大切な老後資金に物価上昇が与える影響は計り知れない
私たちが普段の生活で購入する商品やサービスの価格がどれくらい変動しているか示すのに「消費者物価指数」という指標が用いられます。総務省統計局の公表(注1)によると、消費者物価指数は2020年を100とした場合、2024年6月時点で108.2に上昇しています。そして、今後2024年度から2026年度にかけて物価上昇率は2%程度で推移するとも予想されています(注2:日本銀行経済・物価情勢の展望より)。
公的年金は物価スライドといって賃金・物価の変動率に応じて年度ごとに改定されます(注3)。ここ数年の物価上昇を受け、年金額も増加傾向にあるものの現役世代の負担軽減のため引き上げ率は調整されており、物価上昇に追いついていないのが実情です。
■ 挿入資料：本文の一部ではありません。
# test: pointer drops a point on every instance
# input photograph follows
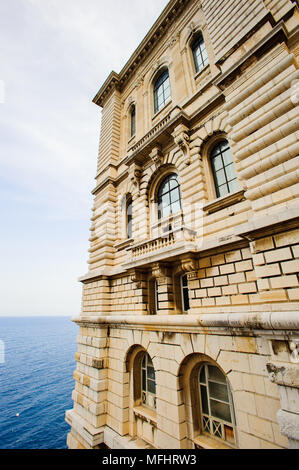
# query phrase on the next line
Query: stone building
(189, 330)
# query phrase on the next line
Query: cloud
(54, 56)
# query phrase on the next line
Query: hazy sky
(54, 56)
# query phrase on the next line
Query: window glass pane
(203, 375)
(173, 182)
(186, 299)
(233, 186)
(217, 163)
(227, 157)
(151, 386)
(151, 373)
(222, 191)
(220, 410)
(160, 101)
(166, 211)
(176, 207)
(165, 199)
(184, 281)
(224, 145)
(217, 429)
(143, 379)
(175, 195)
(218, 391)
(220, 177)
(204, 399)
(229, 434)
(216, 374)
(167, 93)
(230, 172)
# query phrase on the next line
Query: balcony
(168, 244)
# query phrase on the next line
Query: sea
(37, 361)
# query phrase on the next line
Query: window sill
(223, 202)
(146, 414)
(206, 68)
(206, 442)
(124, 244)
(131, 140)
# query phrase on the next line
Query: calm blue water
(36, 381)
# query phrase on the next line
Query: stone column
(286, 376)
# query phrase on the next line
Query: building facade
(189, 330)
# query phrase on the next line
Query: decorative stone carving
(182, 140)
(157, 156)
(160, 270)
(189, 265)
(137, 277)
(139, 81)
(135, 173)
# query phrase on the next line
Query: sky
(54, 56)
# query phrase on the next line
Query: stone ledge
(247, 321)
(223, 202)
(288, 424)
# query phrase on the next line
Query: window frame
(184, 288)
(209, 416)
(195, 44)
(129, 218)
(146, 363)
(166, 180)
(217, 186)
(133, 121)
(161, 86)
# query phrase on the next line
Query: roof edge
(161, 25)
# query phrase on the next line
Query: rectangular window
(185, 293)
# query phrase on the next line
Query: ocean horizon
(37, 361)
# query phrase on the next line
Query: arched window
(148, 382)
(162, 93)
(199, 52)
(216, 407)
(223, 167)
(133, 121)
(169, 196)
(129, 217)
(185, 293)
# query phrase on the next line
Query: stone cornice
(158, 30)
(261, 227)
(279, 32)
(253, 321)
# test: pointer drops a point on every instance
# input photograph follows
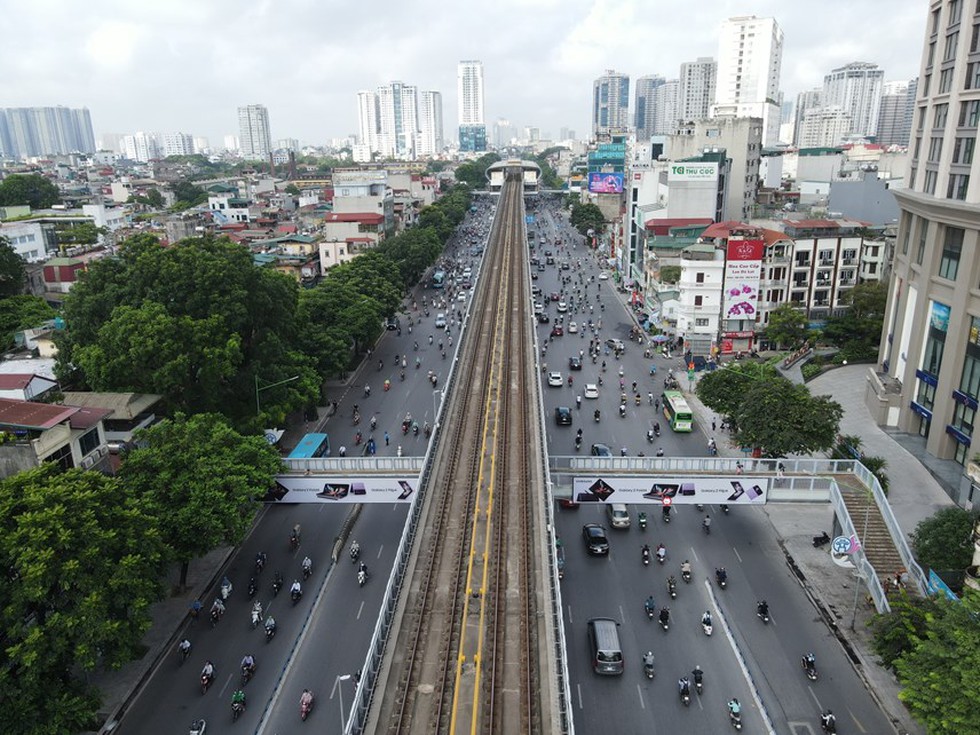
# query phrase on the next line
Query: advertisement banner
(743, 271)
(670, 490)
(302, 489)
(605, 183)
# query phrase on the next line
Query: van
(607, 654)
(619, 516)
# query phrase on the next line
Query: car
(595, 539)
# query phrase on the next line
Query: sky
(187, 65)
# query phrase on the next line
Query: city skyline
(117, 59)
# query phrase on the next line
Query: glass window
(952, 247)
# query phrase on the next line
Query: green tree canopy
(12, 270)
(82, 562)
(200, 479)
(787, 326)
(940, 676)
(31, 189)
(197, 322)
(944, 540)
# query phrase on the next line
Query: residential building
(750, 54)
(697, 88)
(469, 98)
(610, 103)
(929, 384)
(740, 139)
(856, 89)
(430, 124)
(254, 133)
(39, 131)
(824, 127)
(894, 124)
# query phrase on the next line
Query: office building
(697, 88)
(42, 131)
(856, 89)
(894, 124)
(750, 55)
(610, 103)
(929, 379)
(255, 138)
(469, 97)
(430, 123)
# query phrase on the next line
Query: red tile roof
(367, 218)
(30, 415)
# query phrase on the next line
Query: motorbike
(648, 665)
(304, 707)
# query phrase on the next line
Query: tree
(940, 676)
(200, 479)
(944, 540)
(33, 190)
(21, 312)
(12, 270)
(787, 326)
(82, 562)
(781, 418)
(723, 390)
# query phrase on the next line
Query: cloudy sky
(186, 65)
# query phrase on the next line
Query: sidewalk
(914, 495)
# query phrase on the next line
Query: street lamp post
(337, 687)
(258, 389)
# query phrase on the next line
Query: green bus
(677, 412)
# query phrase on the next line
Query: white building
(697, 88)
(824, 127)
(856, 88)
(254, 133)
(750, 54)
(430, 124)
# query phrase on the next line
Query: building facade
(697, 88)
(856, 88)
(255, 137)
(750, 56)
(610, 103)
(930, 345)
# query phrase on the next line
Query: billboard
(743, 271)
(684, 490)
(304, 489)
(605, 183)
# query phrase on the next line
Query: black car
(563, 416)
(594, 536)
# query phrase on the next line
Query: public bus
(311, 446)
(677, 412)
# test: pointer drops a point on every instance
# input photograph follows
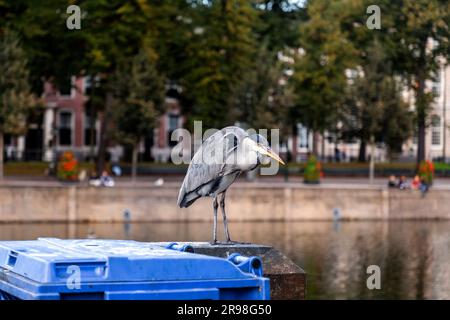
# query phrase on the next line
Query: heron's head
(260, 145)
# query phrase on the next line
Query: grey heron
(217, 163)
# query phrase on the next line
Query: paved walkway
(147, 181)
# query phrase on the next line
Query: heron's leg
(215, 206)
(225, 222)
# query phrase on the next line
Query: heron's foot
(231, 242)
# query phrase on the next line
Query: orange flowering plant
(426, 171)
(68, 166)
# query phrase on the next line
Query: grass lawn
(40, 168)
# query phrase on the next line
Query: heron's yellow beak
(268, 152)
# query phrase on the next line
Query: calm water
(414, 257)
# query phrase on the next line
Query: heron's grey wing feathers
(206, 165)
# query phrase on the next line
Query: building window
(436, 86)
(65, 87)
(435, 130)
(65, 128)
(173, 125)
(90, 133)
(302, 136)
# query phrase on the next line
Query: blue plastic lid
(49, 260)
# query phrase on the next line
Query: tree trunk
(1, 155)
(316, 143)
(372, 159)
(362, 150)
(421, 114)
(103, 136)
(294, 144)
(134, 162)
(421, 103)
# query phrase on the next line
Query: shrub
(313, 170)
(426, 171)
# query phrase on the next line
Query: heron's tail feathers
(185, 200)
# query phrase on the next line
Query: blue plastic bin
(56, 269)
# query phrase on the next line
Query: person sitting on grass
(416, 184)
(403, 183)
(392, 182)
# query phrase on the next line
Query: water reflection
(413, 256)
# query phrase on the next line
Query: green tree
(263, 97)
(418, 36)
(16, 98)
(138, 104)
(219, 53)
(374, 103)
(324, 57)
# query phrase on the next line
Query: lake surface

FPがライフプランでシミュレーションしたところ、物価が現状のまま横ばいであれば、大橋さん夫婦が80歳時の貯蓄が約1,100万円、90歳時約1,300万円となります。しかし、もし仮に年2%物価上昇が続くと、家計の年間収支は65歳以降すべてマイナスとなります。そのため貯蓄を毎年取り崩していくことになり、夫婦80歳時の貯蓄は約750万円、90歳時は200万円となることが判明しました(物価スライドは考慮せず)。
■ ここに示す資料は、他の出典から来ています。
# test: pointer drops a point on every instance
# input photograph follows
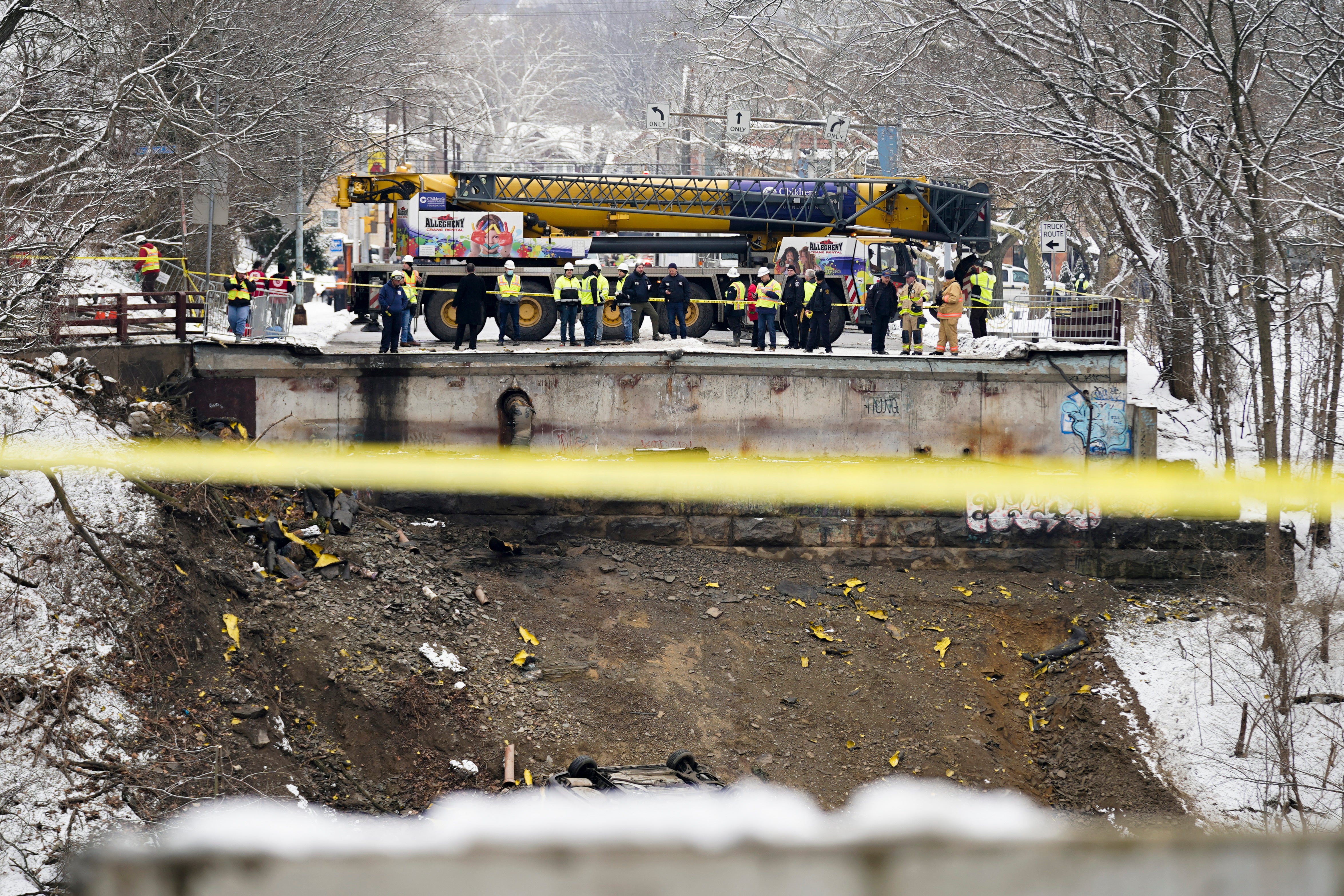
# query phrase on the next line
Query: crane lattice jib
(905, 207)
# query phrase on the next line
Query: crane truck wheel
(838, 319)
(537, 313)
(699, 317)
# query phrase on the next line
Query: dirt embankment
(330, 694)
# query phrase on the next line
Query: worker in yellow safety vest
(410, 277)
(769, 293)
(148, 267)
(593, 296)
(508, 299)
(240, 304)
(951, 304)
(568, 303)
(736, 293)
(982, 295)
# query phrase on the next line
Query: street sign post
(836, 128)
(658, 116)
(740, 120)
(1054, 237)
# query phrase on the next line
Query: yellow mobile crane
(541, 221)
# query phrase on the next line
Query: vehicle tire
(699, 319)
(581, 766)
(441, 317)
(612, 328)
(838, 319)
(683, 761)
(537, 315)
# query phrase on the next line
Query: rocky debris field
(378, 694)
大橋さんはFPから告げられたシミュレーション結果に愕然としました。
「老後自由に暮らすために、しんどい思いもして2,000万円貯めてきたのに。物価が上がることがこんなにも家計に響くなんて。一体どうすればいいんだ…」
注1:統計局ホームページ/消費者物価指数(CPI) 全国(最新の月次結果の概要) (stat.go.jp)
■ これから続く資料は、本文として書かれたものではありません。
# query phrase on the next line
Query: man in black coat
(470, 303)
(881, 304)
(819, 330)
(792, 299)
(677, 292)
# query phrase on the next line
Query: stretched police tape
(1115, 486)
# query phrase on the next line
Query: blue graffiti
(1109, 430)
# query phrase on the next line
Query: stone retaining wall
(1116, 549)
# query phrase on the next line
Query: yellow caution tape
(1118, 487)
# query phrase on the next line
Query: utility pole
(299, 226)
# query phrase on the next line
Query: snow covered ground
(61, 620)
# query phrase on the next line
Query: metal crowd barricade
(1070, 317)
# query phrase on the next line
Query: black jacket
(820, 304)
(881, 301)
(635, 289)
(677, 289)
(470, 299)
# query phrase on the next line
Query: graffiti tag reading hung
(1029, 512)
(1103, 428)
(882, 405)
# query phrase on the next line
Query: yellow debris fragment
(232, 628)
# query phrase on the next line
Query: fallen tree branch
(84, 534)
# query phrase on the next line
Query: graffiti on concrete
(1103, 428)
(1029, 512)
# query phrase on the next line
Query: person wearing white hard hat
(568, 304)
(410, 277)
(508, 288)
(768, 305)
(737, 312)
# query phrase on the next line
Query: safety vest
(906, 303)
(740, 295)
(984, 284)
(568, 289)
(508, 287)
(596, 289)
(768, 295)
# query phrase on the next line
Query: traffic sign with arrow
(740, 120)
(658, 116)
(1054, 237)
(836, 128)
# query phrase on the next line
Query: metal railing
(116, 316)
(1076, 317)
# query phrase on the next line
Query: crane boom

注2:経済・物価情勢の展望(展望レポート) 日本銀行 Bank of Japan (boj.or.jp) 展望レポート gor2407b.pdf (boj.or.jp) pdf P3(2)物価の中心的な見通し参照
注3:物価スライド|日本年金機構 (nenkin.go.jp)
65歳以降も無理ない範囲で働き、年金を繰下げるという合わせ技
物価上昇率が年2%と想定した上で、FPは大橋さん夫婦に「年金の繰下げ」について説明しました。年金は66歳以後75歳までの間で繰下げて増額した年金を受け取ることができます。1ヵ月繰下げるごとに0.7%増額され、それが一生涯続きます。仮に70歳まで年金を繰下げれば、42%増額した年金を受け取ることができます(注4)。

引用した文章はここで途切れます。